At this moment in history the broad, toiling masses in every country have for the first time the opportunity of a fuller and less burdened life. Science is at hand to spread a more bountiful table than has ever been offered to the millions and to the tens of millions. Shorter hours of labour, greater assurances against individual misfortune: a wider if a simpler culture: a more consciously realized sense of social justice, an easier and a more equal society—these are the treasures which after all these generations and centuries of impotence and confusion, are now within the reach of mankind.

1938, 9 May. Free Trade Hall, Manchester.

(Blood, 20.)

We all speak with great respect of science. Indeed, we have to. One of my great friends, Lord Hugh Cecil, has recently defined science as organised curiosity. We must be careful not to discover too much, not to discover things of such wide implication that our immature civilisation is incapable of manipulating and employing them.

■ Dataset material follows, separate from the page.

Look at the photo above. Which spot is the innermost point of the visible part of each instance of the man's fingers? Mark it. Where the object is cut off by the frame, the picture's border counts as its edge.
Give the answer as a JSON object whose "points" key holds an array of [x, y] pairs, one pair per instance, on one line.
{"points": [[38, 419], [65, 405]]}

1948, 12 May. University of Oslo.

(Europe, 327.)

It is arguable whether the human race have been gainers by the march of science beyond the steam engine. Electricity opens a field of infinite conveniences to ever greater numbers, but they may well have to pay dearly for them. But anyhow in my thought I stop short of the internal combustion engine which has made the world so much smaller. Still more must we fear the consequences of entrusting to a human race so little different from their predecessors of the so-called barbarous ages such awful agencies as the atomic bomb. Give me the horse.

1951, 10 July. Royal College of Physicians, London. (Stemming, 91.)